To those ruling elders, ministers, and concerned laity in the CRC, you established your boundary when you stood before God and the church and promised to uphold, teach, and defend the Word of God as confessed by the churches. If church discipline is your line (not a bad one, since its is one of the three marks of the true church in Belgic art. 29) then why does it begin only at the ordination of homosexuals or homosexual marriage? Why does it not begin with the ordination of females to ministerial office?
I am not certain what it means but pastors resort to military analogies with surprising frequency. One of them is the metaphor of “dying on a hill.” The image is that of a marine charging up a hill or fighting to hold a hill. They also speak about drawing a “line in the sand.” In this instance the image is the act of declaring to one’s enemies where the battle will be engaged. In the last two centuries there have been drawn some notorious lines in the sand. In reaction to World War I, the French created the Maginot Line, a series of fortifications and bunkers along the border with Germany. It did not work. German tanks rolled into France via Belgium. As the saying goes, the French were fighting the previous war. More recently, in 2012, President Obama decreed that Syrian President Assad would not be permitted to cross a figurative “red line,” i.e., the use of chemical weapons against his people, without a military response. When chemical weapons were used in 2013, there was no military response from the U.S. and the slaughter continued.
Both instances are instructive for pastors who think and talk about what is their “line in the sand.”
I recall seeing an interview, in the 1980s, with Clayton Bell (1932–2000), then pastor of Highland Park (PCUSA), who declared that things were coming to a place in the PCUSA where the doctrine of Scripture was a stake. Coming? The Confession of 1967 had fundamentally weakened weakened confession of the church two decades earlier. J. Gresham Machen had been drummed out of the mainline Presbyterian church nearly six decades earlier. Bell’s line in the sand struck me as fairly useless. At lunch recently some co-workers and I were discussing some of the lines that some ministerial friends are prepared to draw.

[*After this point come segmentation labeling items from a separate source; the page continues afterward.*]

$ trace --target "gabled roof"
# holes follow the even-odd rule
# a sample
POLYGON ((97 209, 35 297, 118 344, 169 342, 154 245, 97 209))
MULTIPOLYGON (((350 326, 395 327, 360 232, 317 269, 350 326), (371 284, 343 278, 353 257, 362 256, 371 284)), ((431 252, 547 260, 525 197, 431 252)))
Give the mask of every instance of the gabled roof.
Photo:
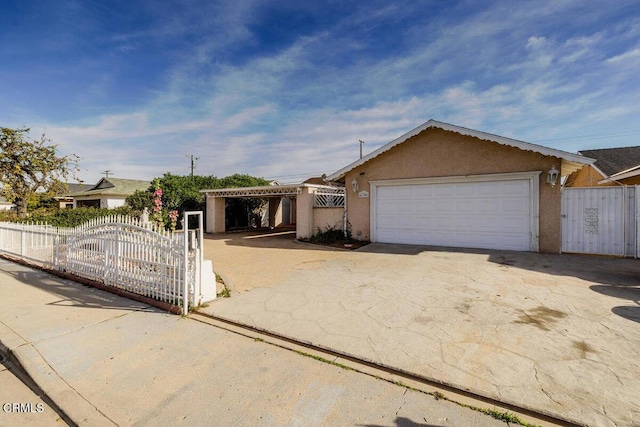
POLYGON ((82 193, 83 191, 91 190, 93 185, 90 184, 69 184, 67 183, 67 191, 65 192, 67 196, 74 196, 77 193, 82 193))
POLYGON ((594 166, 607 177, 640 166, 640 147, 580 150, 579 153, 596 159, 594 166))
POLYGON ((151 182, 141 181, 137 179, 121 179, 121 178, 102 178, 90 190, 82 191, 74 194, 74 196, 97 196, 97 195, 113 195, 128 196, 136 192, 136 190, 146 191, 149 189, 151 182))
POLYGON ((482 139, 482 140, 486 140, 486 141, 492 141, 492 142, 496 142, 498 144, 508 145, 510 147, 516 147, 516 148, 519 148, 521 150, 533 151, 533 152, 536 152, 536 153, 543 154, 545 156, 557 157, 557 158, 562 160, 561 171, 560 171, 562 176, 569 175, 570 173, 581 169, 583 166, 590 165, 590 164, 592 164, 594 162, 593 159, 581 156, 579 154, 568 153, 568 152, 562 151, 562 150, 556 150, 556 149, 553 149, 553 148, 543 147, 542 145, 531 144, 531 143, 528 143, 528 142, 519 141, 517 139, 511 139, 511 138, 506 138, 504 136, 498 136, 498 135, 493 135, 493 134, 490 134, 490 133, 481 132, 481 131, 477 131, 477 130, 473 130, 473 129, 467 129, 467 128, 464 128, 462 126, 456 126, 456 125, 452 125, 452 124, 449 124, 449 123, 439 122, 437 120, 431 119, 428 122, 418 126, 417 128, 405 133, 404 135, 400 136, 399 138, 396 138, 393 141, 383 145, 382 147, 378 148, 377 150, 372 151, 371 153, 367 154, 366 156, 362 157, 361 159, 356 160, 355 162, 351 163, 348 166, 345 166, 344 168, 340 169, 337 172, 334 172, 333 174, 329 175, 327 177, 327 179, 329 179, 331 181, 339 180, 340 178, 344 177, 351 170, 357 168, 358 166, 363 165, 364 163, 368 162, 371 159, 374 159, 374 158, 378 157, 380 154, 382 154, 382 153, 384 153, 386 151, 389 151, 390 149, 392 149, 396 145, 402 144, 403 142, 407 141, 408 139, 418 135, 419 133, 421 133, 421 132, 423 132, 423 131, 425 131, 425 130, 427 130, 429 128, 443 129, 443 130, 447 130, 447 131, 451 131, 451 132, 456 132, 456 133, 459 133, 461 135, 472 136, 472 137, 475 137, 475 138, 478 138, 478 139, 482 139))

Some conservative friends in the Christian Reformed Church, which I characterized in Recovering the Reformed Confession, as a “borderline” denomination, have been considering what should be their “line in the sand.” One about which I have heard is that when a CRC minister is not disciplined for conducting a homosexual wedding. Others have proposed different lines in the sand and some seem to have abandoned any line whatever, content, perhaps, to conduct occasional guerilla resistance against the continuing drift of the CRC away from historic Reformed theology, piety, and practice.
Military and ecclesiastical history suggest that those who draw lines in the sand have already capitulated. The great problem with such lines is that they are arbitrary and can be erased as quickly as they were drawn. That much was clear in 2013. Obama’s “red line” was a bluff. Assad called his bluff thereby revealing Obama’s lack of will to enforce it. The fortresses of the Maginot Line were magnificently stout but warfare had changed. It had become much more mobile and less predictable than in World War I. This time there would be no trenches, long stalemates, and chemical warfare. This time it was Blitzkrieg. Where planes entered the battle late in WWI, jets entered the battle late in WWII. The world was speeding up.
So it is in ecclesiastical conflict. The last war is interesting and instructive but it is not this war. Arbitrary lines in the sand actually encourage an opponent determined to achieve victory. The invention of new lines is a form of capitulation and self-delusion. It gives the illusion of resistance while ever drawing back toward the capitol. “We will stop them in the country!” becomes, “we will stop them in the suburbs!” which inevitably becomes, “we will fight them in the streets of Paris.”
The Reformed Churches declared the whole of God’s Word to be their line:
We believe that those Holy Scriptures fully contain the will of God, and whatsoever man ought to believe unto salvation is sufficiently taught therein. For since the whole manner of worship which God requires of us is written in them at large, it is unlawful for any one, though an apostle, to teach otherwise than we are now taught in the Holy Scriptures: nay, though it were an angel from heaven, as the apostle Paul says. For since it is forbidden to add unto or take away anything from the Word of God, it does thereby evidently appear that the doctrine thereof is most perfect and complete in all respects. Neither may we consider any writings of men, however holy these men may have been, of equal value with those divine Scriptures, nor ought we to consider custom, or the great multitude, or antiquity, or succession of times and persons, or councils or decrees or statutes, as of equal value with the truth of God, since the truth is above all; for all men or of themselves liars, and more van than vanity itself. Therefore we reject with all our hearts whatever does not agree with this infallible rule, as the apostles have taught us saying, Test the spirits, whether they are of God. Likewise: any one comes to you and brings not this teaching, receive him not into your house (Belgic Confession art. 7).